Figure 5. Relationship between the Alpha diversities indices of soil bacterial community and soil physicochemical characteristics. (A) Principal component analysis (PCA) based on soil physicochemical characteristics as variables, and Alpha diversities indices of soil bacteria community were fitted as factors with significance < 0.05 onto the Ordination. (B–E) Linear regression relationships between soil nutrition content and Alpha diversity indices (Shannon index and Chao 1 index) of soil bacterial community. N, G, M, and B represent the gerbil none, mild, moderate, or severe disturbances, respectively. Abbreviations: TOC, soil organic carbon; TN, soil total nitrogen; TP, soil total phosphorus; TK, soil total potassium; AN, soil available ammonia; AP, soil available phosphorus; AK, soil available potassium; TS, soil total salt.
Figure 6. Structural equation model (SEM) between environmental factors and soil fungal community.

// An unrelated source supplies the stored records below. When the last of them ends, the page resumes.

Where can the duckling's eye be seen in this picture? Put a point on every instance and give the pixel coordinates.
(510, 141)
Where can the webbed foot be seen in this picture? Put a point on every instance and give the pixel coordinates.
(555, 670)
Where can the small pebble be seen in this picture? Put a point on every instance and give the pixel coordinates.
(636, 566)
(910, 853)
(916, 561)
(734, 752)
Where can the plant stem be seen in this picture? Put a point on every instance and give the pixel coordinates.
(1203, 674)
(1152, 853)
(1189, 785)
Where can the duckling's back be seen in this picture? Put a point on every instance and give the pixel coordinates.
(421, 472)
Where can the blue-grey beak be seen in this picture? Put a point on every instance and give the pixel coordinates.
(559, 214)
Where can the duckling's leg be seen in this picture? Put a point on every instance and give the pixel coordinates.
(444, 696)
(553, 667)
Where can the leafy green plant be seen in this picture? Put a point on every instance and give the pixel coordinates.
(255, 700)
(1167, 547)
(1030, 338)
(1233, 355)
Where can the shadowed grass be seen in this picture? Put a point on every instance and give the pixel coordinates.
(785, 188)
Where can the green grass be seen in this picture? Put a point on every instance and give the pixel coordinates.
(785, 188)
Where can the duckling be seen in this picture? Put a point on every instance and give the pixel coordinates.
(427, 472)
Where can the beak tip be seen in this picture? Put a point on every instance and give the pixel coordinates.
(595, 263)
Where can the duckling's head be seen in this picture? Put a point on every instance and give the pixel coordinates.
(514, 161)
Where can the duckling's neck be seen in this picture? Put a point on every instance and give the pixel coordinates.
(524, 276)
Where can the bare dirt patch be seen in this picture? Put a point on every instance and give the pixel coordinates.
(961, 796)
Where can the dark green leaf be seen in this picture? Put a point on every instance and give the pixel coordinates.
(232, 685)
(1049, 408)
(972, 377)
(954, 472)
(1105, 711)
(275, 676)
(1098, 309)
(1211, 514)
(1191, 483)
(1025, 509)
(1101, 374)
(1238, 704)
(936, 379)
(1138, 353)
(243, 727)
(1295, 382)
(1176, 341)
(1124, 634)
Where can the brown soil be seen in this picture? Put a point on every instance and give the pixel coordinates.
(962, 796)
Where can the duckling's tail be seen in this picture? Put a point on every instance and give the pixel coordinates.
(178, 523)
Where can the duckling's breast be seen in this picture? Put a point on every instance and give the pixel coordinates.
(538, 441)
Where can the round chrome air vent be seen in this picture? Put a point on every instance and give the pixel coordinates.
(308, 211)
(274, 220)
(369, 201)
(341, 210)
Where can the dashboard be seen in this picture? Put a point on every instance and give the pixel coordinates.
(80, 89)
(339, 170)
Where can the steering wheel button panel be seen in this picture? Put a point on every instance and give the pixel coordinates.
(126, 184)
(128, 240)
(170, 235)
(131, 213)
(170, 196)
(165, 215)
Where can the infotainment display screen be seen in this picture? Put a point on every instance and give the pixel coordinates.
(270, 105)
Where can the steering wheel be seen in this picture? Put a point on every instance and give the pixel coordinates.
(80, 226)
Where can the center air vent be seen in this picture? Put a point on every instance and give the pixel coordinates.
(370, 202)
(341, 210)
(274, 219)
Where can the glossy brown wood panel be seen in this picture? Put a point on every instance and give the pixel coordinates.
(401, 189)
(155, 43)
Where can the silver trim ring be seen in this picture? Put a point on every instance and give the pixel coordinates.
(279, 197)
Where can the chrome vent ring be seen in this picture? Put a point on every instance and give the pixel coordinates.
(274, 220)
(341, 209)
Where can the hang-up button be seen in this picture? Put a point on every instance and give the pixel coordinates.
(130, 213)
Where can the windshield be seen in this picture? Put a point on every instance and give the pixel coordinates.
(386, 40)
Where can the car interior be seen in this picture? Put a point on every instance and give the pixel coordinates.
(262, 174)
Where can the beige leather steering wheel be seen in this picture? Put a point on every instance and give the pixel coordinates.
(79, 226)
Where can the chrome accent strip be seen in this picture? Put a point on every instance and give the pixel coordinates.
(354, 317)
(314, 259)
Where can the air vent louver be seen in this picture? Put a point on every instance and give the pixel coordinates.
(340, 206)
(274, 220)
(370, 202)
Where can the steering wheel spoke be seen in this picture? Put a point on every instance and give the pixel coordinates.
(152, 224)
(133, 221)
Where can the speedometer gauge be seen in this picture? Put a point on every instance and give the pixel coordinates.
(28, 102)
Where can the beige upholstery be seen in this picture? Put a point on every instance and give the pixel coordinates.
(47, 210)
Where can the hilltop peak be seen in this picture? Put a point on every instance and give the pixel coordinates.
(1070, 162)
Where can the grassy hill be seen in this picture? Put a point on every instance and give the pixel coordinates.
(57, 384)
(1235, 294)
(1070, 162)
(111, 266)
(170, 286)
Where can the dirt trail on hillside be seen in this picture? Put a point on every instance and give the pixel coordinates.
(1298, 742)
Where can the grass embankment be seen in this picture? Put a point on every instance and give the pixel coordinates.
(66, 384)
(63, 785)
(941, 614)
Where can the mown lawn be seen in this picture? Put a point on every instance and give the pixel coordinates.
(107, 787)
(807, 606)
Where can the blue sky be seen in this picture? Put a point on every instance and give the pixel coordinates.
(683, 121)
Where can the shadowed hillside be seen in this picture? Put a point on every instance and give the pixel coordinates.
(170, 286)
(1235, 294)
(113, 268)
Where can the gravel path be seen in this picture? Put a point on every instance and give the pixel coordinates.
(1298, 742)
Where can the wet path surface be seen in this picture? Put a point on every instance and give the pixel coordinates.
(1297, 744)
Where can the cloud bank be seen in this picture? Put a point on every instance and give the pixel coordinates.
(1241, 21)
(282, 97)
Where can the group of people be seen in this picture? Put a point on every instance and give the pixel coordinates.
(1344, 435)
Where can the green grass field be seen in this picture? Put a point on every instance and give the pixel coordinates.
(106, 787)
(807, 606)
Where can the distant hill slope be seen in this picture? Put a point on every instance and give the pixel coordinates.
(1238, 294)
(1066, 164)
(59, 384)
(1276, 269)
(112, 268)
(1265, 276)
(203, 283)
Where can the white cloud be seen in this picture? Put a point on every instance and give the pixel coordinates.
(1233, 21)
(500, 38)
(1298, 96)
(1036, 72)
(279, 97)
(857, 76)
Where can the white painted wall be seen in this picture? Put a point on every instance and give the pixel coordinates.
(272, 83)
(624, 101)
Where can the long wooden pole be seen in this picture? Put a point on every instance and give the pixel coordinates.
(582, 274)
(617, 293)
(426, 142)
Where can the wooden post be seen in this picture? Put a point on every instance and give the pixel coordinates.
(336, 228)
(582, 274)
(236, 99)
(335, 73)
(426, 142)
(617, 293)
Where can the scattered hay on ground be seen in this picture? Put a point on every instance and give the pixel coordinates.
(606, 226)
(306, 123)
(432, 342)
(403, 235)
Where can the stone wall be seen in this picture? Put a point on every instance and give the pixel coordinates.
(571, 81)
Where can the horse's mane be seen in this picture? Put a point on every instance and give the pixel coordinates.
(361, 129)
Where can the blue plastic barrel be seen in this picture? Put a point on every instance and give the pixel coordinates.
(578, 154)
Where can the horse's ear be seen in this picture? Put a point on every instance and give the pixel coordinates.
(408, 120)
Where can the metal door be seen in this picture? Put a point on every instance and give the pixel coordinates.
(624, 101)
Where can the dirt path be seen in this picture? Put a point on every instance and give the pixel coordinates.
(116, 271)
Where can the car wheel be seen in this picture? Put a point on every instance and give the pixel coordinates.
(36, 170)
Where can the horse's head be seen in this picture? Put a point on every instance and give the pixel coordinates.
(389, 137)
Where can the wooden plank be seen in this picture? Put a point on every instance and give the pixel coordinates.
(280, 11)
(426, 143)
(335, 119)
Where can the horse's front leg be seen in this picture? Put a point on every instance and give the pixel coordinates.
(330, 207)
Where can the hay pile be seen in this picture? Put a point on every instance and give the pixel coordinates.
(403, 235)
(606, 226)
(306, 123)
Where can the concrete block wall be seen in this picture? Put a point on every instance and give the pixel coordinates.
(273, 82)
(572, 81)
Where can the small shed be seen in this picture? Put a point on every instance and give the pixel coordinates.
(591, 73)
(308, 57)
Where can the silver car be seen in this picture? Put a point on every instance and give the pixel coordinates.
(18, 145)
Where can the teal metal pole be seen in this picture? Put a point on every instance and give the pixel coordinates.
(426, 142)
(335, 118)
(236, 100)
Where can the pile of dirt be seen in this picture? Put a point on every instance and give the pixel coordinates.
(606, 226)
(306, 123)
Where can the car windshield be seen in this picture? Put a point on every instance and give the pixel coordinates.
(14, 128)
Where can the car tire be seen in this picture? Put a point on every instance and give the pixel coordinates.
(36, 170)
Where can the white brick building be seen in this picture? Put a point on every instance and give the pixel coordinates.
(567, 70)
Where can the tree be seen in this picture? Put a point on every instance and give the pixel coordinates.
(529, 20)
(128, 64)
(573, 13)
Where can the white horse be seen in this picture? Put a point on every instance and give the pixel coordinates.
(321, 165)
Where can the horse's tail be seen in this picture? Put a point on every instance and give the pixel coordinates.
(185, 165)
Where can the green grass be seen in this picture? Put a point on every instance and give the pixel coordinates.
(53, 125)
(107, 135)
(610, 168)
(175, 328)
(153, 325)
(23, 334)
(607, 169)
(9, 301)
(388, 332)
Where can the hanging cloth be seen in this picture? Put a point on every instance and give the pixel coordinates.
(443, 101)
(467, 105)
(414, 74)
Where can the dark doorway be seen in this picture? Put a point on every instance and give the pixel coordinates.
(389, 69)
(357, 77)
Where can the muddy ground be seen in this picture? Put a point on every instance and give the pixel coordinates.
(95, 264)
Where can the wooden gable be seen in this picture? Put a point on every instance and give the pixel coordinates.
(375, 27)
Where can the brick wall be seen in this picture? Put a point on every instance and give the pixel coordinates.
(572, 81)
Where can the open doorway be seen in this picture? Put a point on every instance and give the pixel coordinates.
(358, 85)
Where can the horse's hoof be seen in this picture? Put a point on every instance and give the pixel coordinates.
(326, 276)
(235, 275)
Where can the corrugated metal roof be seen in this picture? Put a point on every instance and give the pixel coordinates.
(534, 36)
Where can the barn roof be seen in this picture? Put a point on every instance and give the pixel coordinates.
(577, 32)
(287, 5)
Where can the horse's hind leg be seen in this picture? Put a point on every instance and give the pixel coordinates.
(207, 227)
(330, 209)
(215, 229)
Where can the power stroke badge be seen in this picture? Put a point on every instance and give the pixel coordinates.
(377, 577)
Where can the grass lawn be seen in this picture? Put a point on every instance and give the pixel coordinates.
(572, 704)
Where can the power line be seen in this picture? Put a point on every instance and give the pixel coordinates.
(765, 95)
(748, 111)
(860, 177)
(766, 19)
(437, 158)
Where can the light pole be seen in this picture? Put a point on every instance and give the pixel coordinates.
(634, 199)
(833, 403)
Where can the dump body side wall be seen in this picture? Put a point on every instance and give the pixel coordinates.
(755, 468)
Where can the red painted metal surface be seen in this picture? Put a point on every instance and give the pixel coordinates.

The solid line indicates that the influence is significant (p < 0.05), and the dotted line indicates that the influence is not significant (p > 0.05). Abbreviations: SD, soil depth; SN, soil nutrition content; TS, soil total salt; DI, gerbil disturbance; BR, soil bacteria community structure; FR, soil fungi community structure. ***represents significances at p < 0 .001.
Furthermore, canonical correlation analysis (CCA) showing the effects of soil nutrient content on the composition of the microbial community is shown in Figure 7. As shown in Figure 7A, soil AN (r2 = 0.419, p < 0.01), AP (r2 = 0.440, p < 0.01), and AK (r2 = 0.582, p < 0.01) contents were the key driving factors affecting the distribution of soil bacterial community accounting for 52.02% of the explained variation by CCA1 and CCA2 (Figure 7A and Supplementary Table 2). In terms of soil fungal communities, the first ordination axis showed a significant association with soil AN (r2 = 0.772; p < 0.01) and AK (r2 = 0.757; p < 0.01) contents contributing 42.11% of the total variability. The second ordination axis significantly correlated with TP (r2 = 0.145; p < 0.05) with 30.38% contribution rate (Figure 7B and Supplementary Table 2).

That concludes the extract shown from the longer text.